Wednesday, 30 July 2008

Never in the field of human conflict...

has so much paint been shot at friends and colleagues.

As dawn broke over a town recovering from a torrential rainstorm, a small group of brave and dedicated Gentlemen huddled in a shop doorway. Nervously counting bodies as the number of last minutes deserters grew by the second.

When the battle bus arrived and we had all stowed away our kit, a head count was taken, and our worst fears materialised, we were down to only nine men. But no matter, we had accepted our mission and we were determined to carry it out regardless of the obstacles we would have to overcome.

As the bus left Wrexham, women openly wept at the heroism of this brave band of brothers, lesser men averted their eyes, for in the windows of that vehicle of valour, they could only see their own failings.

The journey to the killing fields started out as a sombre one, which was lifted by a bottle of what is probably the worst whisky ever distilled, to call it paint stripper would be cruel to paint stripper, but none the less it was drank, and by the time anyone had recovered the power of speech we had arrived.

As we disembarked and walked up to the battle ground a air of quietness fell about us as we gazed upon the building we would soon come to know as The Embassy.

This quietness was soon dispelled as we started to get kitted out for the battles ahead. The sight of Stuart, in what looked like a baby's bib, but was in fact the tightest chest protector known to man, reduced several Gentlemen to tears of laughter. Meanwhile,our President, who is a man of such substance, that no chest protector could be found that would encompass his girth.

As the laughter slowly died it was renewed when Mr Carl Higgins put on his head protector, he looked like a medieval warrior priest, as I am sure photograph evidence will prove.

We then collected our faceguards which had attached tapes of either red or silver, these tapes signified which team you where assigned to. We had been joined by three young men out to test their mettle in combat and so the two teams separated and encouraging words such as " I'm going to shoot the arse off you, Shaw" and "zabić ten mężczyźni który pierdolić owca".

Following a briefing on procedures by John, the Rednal man in charge, we entered the arena. As we were issued our guns, John explained their workings and for the next few moments all that could be heard was the whizz bang as paintballs flew through the air to practise targets as we got familiar with our weapons.

We were then given our first mission, the silver team had to defend a fort in which was a rocket launcher, the red team had 10 minutes to get a man to touch the rocket without being shot. The silver team left to take up their defensive positions and as the whistle went with a cry of defiance the red team sprang into action.

It is truly amazing the rush of adrenalin you get when people are shooting at you, your heart rate goes ballistic, your breathing becomes rapid and shallow and your body temperature goes up to the melting point of lead. Everyones' trigger finger was going at the speed of sound and the landscape exploded into orange as God knows how many paintballs were fired in that first few minutes.

It was at this point, that your humble scribe answered the question we had all been asking ourselves, do paintballs hurt when they hit you?

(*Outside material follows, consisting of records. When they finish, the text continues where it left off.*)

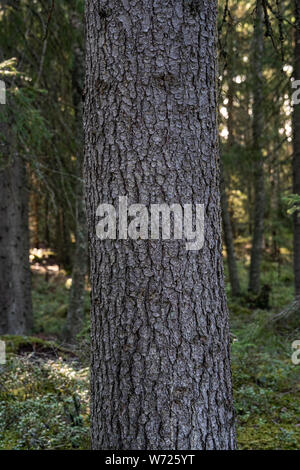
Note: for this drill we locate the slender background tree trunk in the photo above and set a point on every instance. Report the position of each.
(259, 202)
(296, 159)
(160, 370)
(15, 278)
(75, 316)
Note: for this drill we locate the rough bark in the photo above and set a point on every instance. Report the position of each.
(296, 158)
(258, 164)
(75, 316)
(160, 372)
(15, 278)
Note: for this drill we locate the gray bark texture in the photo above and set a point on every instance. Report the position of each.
(15, 277)
(259, 202)
(160, 372)
(296, 159)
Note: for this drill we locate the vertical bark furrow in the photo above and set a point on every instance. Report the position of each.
(160, 342)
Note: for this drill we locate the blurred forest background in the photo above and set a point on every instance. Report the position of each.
(44, 385)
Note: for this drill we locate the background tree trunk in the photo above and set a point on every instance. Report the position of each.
(15, 278)
(296, 159)
(75, 316)
(160, 373)
(228, 238)
(259, 202)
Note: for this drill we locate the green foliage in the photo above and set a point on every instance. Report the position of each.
(43, 404)
(293, 203)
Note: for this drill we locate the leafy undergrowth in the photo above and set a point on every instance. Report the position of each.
(43, 403)
(44, 387)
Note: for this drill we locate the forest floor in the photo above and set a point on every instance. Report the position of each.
(44, 387)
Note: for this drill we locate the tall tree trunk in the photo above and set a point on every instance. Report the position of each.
(75, 316)
(259, 202)
(296, 144)
(160, 371)
(15, 278)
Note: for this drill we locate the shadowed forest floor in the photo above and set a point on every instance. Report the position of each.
(44, 386)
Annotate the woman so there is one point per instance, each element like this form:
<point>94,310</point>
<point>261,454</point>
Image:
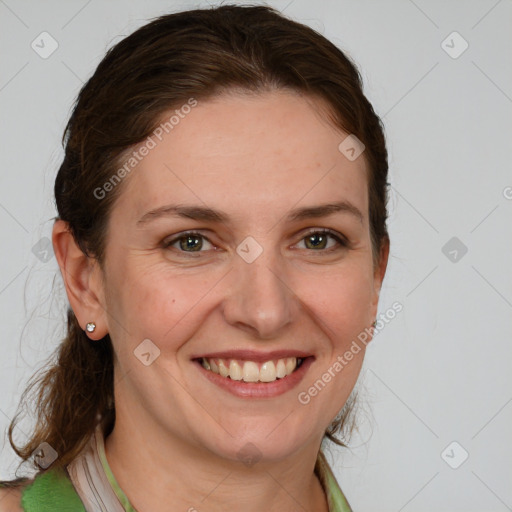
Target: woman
<point>222,238</point>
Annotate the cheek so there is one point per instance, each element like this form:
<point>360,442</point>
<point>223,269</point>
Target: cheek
<point>341,301</point>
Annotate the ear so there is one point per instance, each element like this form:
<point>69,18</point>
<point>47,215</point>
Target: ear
<point>82,278</point>
<point>378,275</point>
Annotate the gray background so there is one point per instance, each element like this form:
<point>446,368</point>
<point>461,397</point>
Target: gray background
<point>440,371</point>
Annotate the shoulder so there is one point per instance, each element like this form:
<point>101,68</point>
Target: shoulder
<point>48,491</point>
<point>10,495</point>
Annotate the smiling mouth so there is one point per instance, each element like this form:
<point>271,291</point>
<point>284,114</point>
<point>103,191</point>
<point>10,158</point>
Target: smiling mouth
<point>251,371</point>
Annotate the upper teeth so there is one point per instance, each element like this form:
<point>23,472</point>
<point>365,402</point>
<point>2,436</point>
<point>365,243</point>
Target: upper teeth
<point>249,371</point>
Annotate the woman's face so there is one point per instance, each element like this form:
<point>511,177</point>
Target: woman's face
<point>257,281</point>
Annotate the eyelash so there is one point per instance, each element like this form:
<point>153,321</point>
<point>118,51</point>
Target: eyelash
<point>340,239</point>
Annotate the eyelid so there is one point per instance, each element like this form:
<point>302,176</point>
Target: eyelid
<point>339,237</point>
<point>341,240</point>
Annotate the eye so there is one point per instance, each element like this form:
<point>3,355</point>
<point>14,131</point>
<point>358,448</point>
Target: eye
<point>188,242</point>
<point>318,240</point>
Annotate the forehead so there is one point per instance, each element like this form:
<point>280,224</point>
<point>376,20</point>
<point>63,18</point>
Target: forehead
<point>268,151</point>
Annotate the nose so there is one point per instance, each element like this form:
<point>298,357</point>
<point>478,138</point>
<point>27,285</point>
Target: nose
<point>260,300</point>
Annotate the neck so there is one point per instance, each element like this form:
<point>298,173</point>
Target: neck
<point>151,466</point>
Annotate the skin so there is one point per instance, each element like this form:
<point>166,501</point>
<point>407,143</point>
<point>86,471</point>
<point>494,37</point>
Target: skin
<point>254,157</point>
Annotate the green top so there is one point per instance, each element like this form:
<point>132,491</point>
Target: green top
<point>52,490</point>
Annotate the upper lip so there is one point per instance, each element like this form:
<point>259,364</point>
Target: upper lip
<point>254,355</point>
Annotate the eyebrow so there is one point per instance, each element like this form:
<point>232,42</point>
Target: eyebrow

And the answer is YES... like a bitch, especially on the thighs.

With only 30 seconds to go Witold saw an opportunity and ran in to claim the first victory for the red team.

As we walked back to the gun rack everyone was surprised at how many paintballs they had used and at how knackered they all were. After a short break to reload and to down copious amounts of water, the teams were reversed with the reds now defending. The whistle went to commence and then it was all over, hardly a shot had been fired when Sebastian ran in and touched the rocket for the silver team, the whole battle had lasted less than 90 seconds.

This was to set a trend for the rest of the day as Sebestian, Witold and Krzysztof were clearly the best players of there. We continued to take on new missions such as raise the flag and find the bomb and between each battle we had breaks that became more and more necessary.

As we ate our rations the three young men who had fought so valiantly left us to be replaced by a couple of school boys whose only interest was not to get shot. It was at this point that Witold left the red team to join the silvers which made the team lineups like this...

SILVER

Witold...young, fit, ex military

Sebastian...young, fit, ex military

Krzysztof..young, fit , very capable

Barry...not too young, ex military

Carl Hughes...young(ish), fit(ish) Capable,(but missing Scott)

Red

Steve...not exactly an athlete

Stuart... couldn't beat Steve in a foot race.

Carl Hughes...Over fifty, but enthusiastic

Mark... pushing fifty, skinny and knackered.

Young boy 1 ...Wants to grow pubic hair before Christmas, scared of getting shot.

Young boy2... Scared of getting shot , doesn't know what pubic hair is.

So as you can see, dear reader, the teams were somewhat unbalanced in favour of silver, but the reds fought on and with considerable courage managed to gain some impressive victories.

Time and space prevent me from reporting every battle that was fought , but I feel I must report two outstanding performances, the first of which was by our President who, in a game of speedball, picked up the ball and ran back to base, for the win, with his gun pointing backwards over his shoulder firing randomly, he then collapsed into a heap gasping for air, saying"oh fuck, oh fuck" . This was an act of courage from which he never truly recovered for the rest of the day.

The other was by Carl Hughes, who defended a corridor single handedly, and almost managed to hold off the attackers until time ran out, he was only beaten with some 20seconds left on the clock.

The final action of the day was a free for all, no holds barred, everyman for himself, skirmish which may well of been the highlight of the day, with more than a few scores settled, and a good many stories will be told of those few minutes in which so much happened.

As we left the field of battle for the last time, thanks were given to John and the rest of the Rednal team who had run an excellent day. As we scraped paint and grime from our battered bodies a new game started, it was called "Compare The Bruise". I will allow you to pick your own favourite from the selction shown with this post.

From Rednal we went to a public house where thirsts that had been earned in combat were quenched with gusto.

Over the next few hours, stories and tales of skill, courage and honour were told, some of them might even be true. But on one thing everyone agreed, it had been an excellent outing, probably the best we have had, and the credit goes to Steve for organising it.

I will leave you now with this thought to those Gentlemen who fought. The bruises will fade, but the memories will not.